NOTE: This post is a direct copy of a reply I made on Facebook a little while back, to a friend who was panicking about the new Facebook messaging app based on this overreactive piece.
Lots of alternatives to FB exist (Google+, MySpace, MSN, etc.), but none are as widely used, and ultimately they all have pretty much the same privacy rights. The price we pay for being able to use all this stuff for free (and it is an immense amount of technology & resource that powers a platform like Facebook) is that to a greater or lesser extent we are the product - they make their money from what they learn about us, and the advertising revenue that information can generate. The article/petition is an overreaction to a minimal change in the situation that has existed for years with Facebook's T&Cs (Snopes' response is much more reasonable!).

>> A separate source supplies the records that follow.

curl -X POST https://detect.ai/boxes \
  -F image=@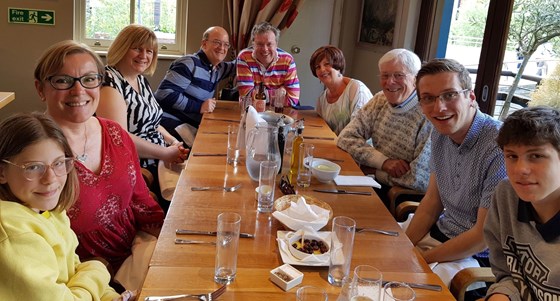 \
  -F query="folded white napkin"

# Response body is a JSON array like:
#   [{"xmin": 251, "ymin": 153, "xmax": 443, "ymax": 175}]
[
  {"xmin": 237, "ymin": 106, "xmax": 266, "ymax": 150},
  {"xmin": 272, "ymin": 197, "xmax": 329, "ymax": 231},
  {"xmin": 276, "ymin": 228, "xmax": 331, "ymax": 265},
  {"xmin": 158, "ymin": 160, "xmax": 185, "ymax": 201},
  {"xmin": 334, "ymin": 176, "xmax": 381, "ymax": 188}
]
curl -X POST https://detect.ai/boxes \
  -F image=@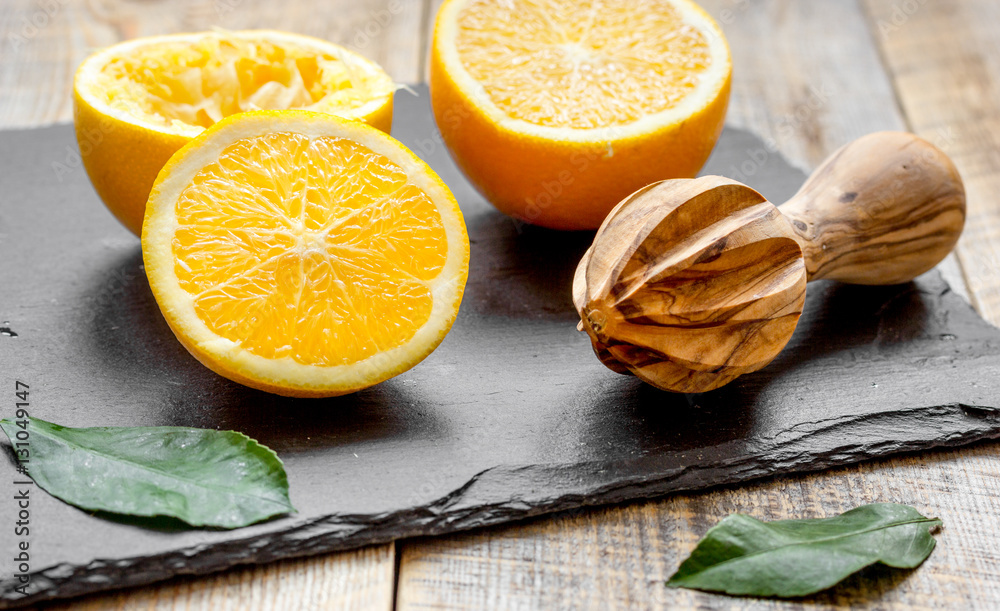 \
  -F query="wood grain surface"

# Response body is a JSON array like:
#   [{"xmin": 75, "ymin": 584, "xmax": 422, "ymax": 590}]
[
  {"xmin": 0, "ymin": 0, "xmax": 1000, "ymax": 610},
  {"xmin": 35, "ymin": 544, "xmax": 395, "ymax": 611}
]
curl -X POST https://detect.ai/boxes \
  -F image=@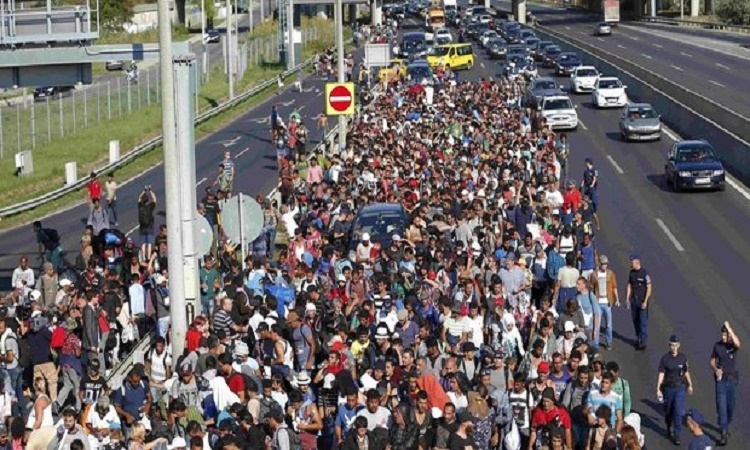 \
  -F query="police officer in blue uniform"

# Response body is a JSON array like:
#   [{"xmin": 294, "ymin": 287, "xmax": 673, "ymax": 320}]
[
  {"xmin": 656, "ymin": 334, "xmax": 693, "ymax": 445},
  {"xmin": 625, "ymin": 253, "xmax": 651, "ymax": 350},
  {"xmin": 709, "ymin": 321, "xmax": 740, "ymax": 446}
]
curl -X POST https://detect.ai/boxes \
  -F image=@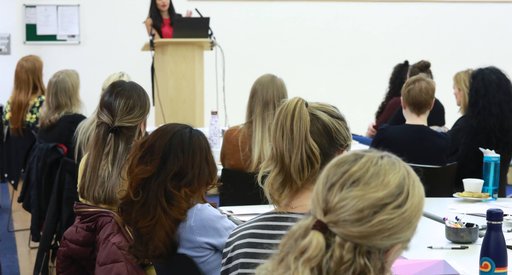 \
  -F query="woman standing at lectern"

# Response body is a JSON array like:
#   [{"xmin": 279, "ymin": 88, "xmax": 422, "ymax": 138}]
[{"xmin": 144, "ymin": 0, "xmax": 192, "ymax": 39}]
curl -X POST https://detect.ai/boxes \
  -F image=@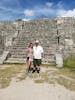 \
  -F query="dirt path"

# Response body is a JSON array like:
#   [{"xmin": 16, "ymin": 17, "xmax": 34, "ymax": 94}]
[{"xmin": 0, "ymin": 77, "xmax": 75, "ymax": 100}]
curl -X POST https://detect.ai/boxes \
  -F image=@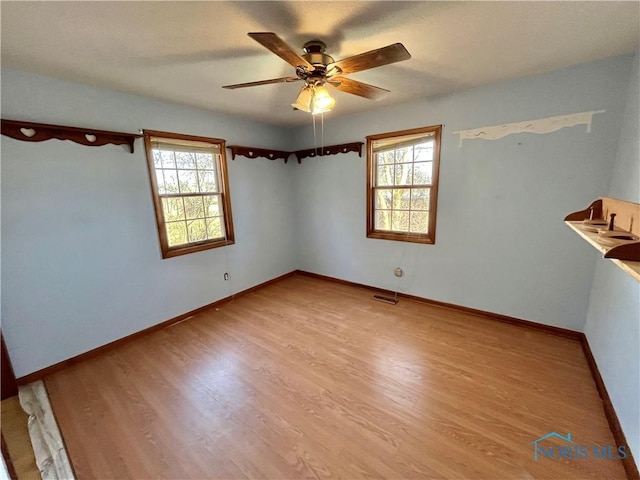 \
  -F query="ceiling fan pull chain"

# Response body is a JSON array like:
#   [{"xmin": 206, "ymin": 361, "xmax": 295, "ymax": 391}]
[
  {"xmin": 311, "ymin": 111, "xmax": 318, "ymax": 155},
  {"xmin": 320, "ymin": 112, "xmax": 324, "ymax": 155}
]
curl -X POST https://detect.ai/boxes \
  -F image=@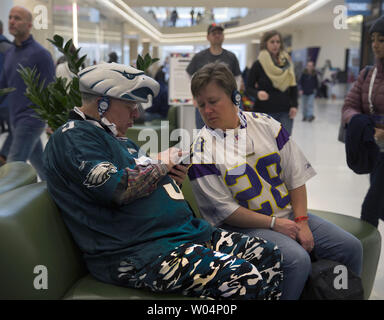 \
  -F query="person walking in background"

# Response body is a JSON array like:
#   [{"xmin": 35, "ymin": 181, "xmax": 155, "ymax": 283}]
[
  {"xmin": 342, "ymin": 16, "xmax": 384, "ymax": 227},
  {"xmin": 0, "ymin": 21, "xmax": 12, "ymax": 166},
  {"xmin": 299, "ymin": 61, "xmax": 319, "ymax": 122},
  {"xmin": 144, "ymin": 66, "xmax": 169, "ymax": 121},
  {"xmin": 186, "ymin": 23, "xmax": 242, "ymax": 129},
  {"xmin": 108, "ymin": 51, "xmax": 119, "ymax": 63},
  {"xmin": 246, "ymin": 30, "xmax": 298, "ymax": 134},
  {"xmin": 0, "ymin": 6, "xmax": 55, "ymax": 180},
  {"xmin": 171, "ymin": 8, "xmax": 179, "ymax": 27}
]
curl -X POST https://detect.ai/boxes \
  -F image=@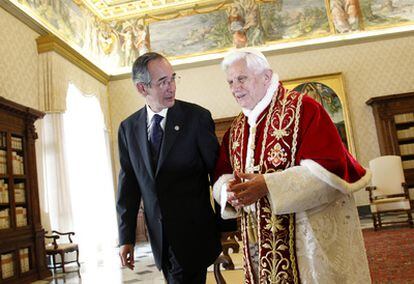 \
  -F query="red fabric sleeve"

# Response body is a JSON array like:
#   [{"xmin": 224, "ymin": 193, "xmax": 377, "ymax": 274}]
[
  {"xmin": 296, "ymin": 96, "xmax": 365, "ymax": 182},
  {"xmin": 213, "ymin": 128, "xmax": 233, "ymax": 183}
]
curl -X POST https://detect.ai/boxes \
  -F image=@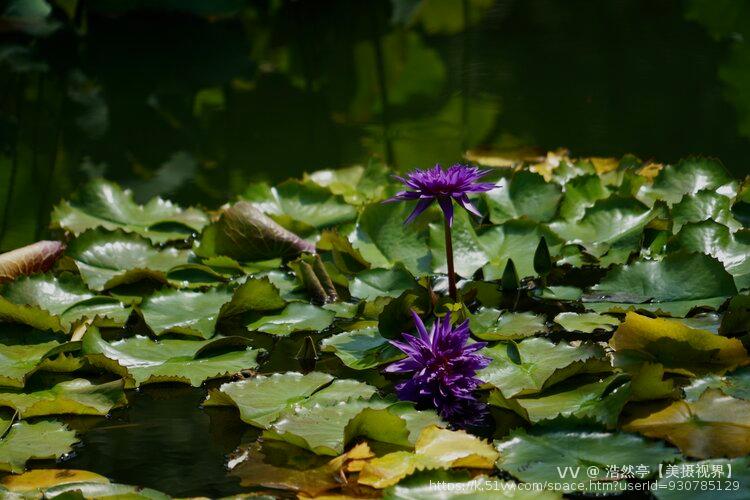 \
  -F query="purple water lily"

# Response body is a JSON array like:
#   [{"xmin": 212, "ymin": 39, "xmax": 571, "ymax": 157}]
[
  {"xmin": 385, "ymin": 165, "xmax": 495, "ymax": 302},
  {"xmin": 386, "ymin": 165, "xmax": 495, "ymax": 226},
  {"xmin": 385, "ymin": 311, "xmax": 491, "ymax": 427}
]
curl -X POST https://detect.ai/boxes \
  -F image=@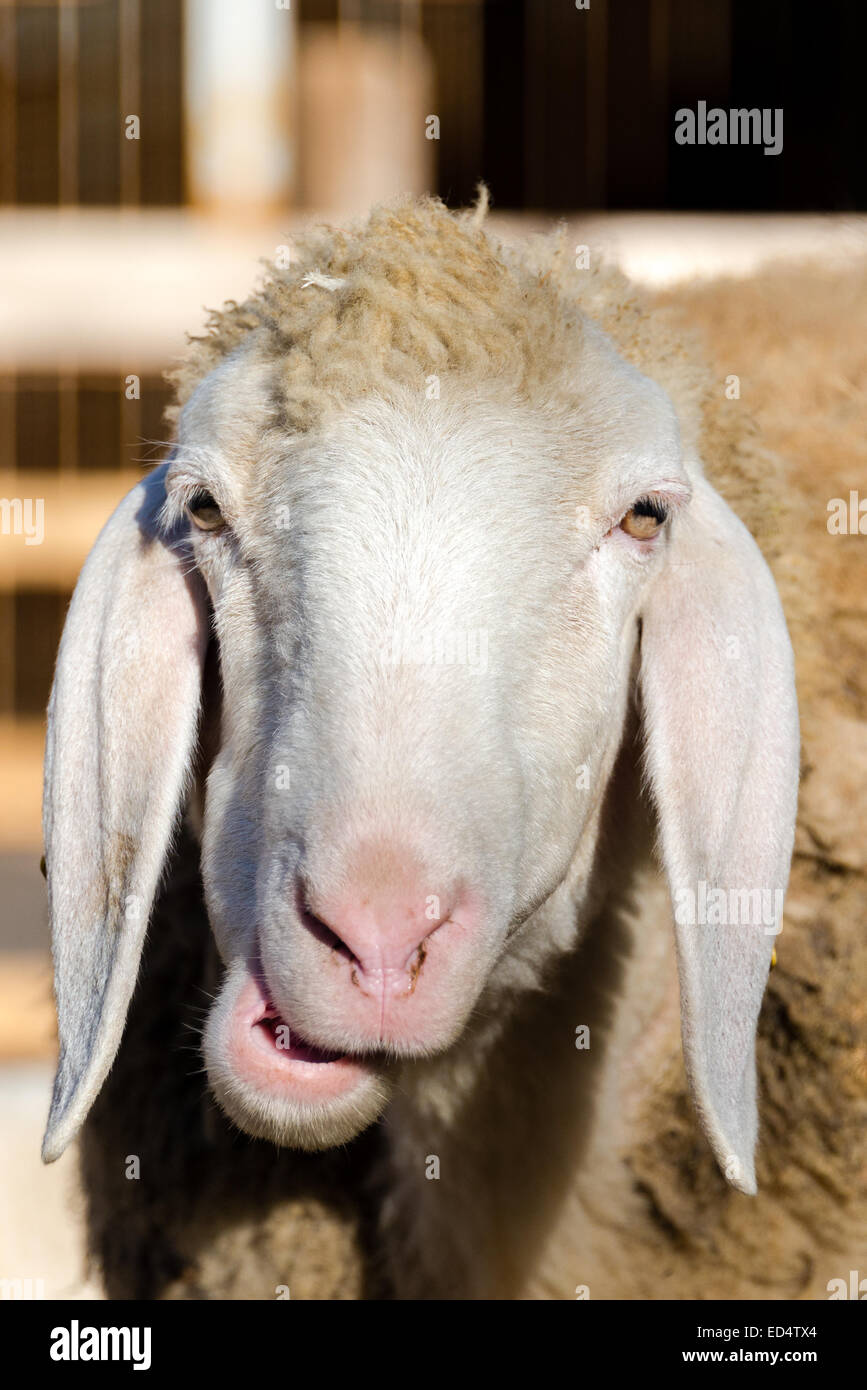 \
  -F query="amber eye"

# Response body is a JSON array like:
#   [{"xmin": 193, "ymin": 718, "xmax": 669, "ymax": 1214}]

I would rest assured that the app will not make calls or take photos without your permission (there would be a much bigger uproar than this if it did!) - but it has to request permission to use the camera/your contact list/etc in order to function usefully. The emotions experiment that James mentioned is no different to what every commercial website in the world does: an experiment with new features that shows one thing to 50% of users and something else to the rest, to see what produces the desired result. This testing (called A/B testing, see here http://en.wikipedia.org/wiki/A/B_testing ) is commonplace but, when Facebook/Twitter/etc. do it, it generates panic.
Ultimately, anything you put on a shared service like Facebook or Twitter or otherwise is to some extent "no longer yours" - but most privacy is an illusion these days anyway. If you use a credit/debit card, store loyalty card, mobile phone, any website at all (even without signing in), you are already being tracked, and this isn't really any different.
Facebook have access to everything you post on the site, but they're not "reading it" in that there's no person staring at your every status or photo - but they are almost certainly running a program that scans all your statuses and reports "hey, we should show this person more nappy adverts because they're always talking about babies," and automatically analyses photos for obvious obscenities, and suchlike.
I would say: carry on using what you're using, be aware of the privacy settings (i.e. make sure you know who you're sharing with), and ask a friendly geek if you have any deeper concerns. Most stories like this are panic-mongering - and often they're doing it because it's the most likely thing to get you to click their link, and earn them some advertising revenue. Cynical, I know, but true.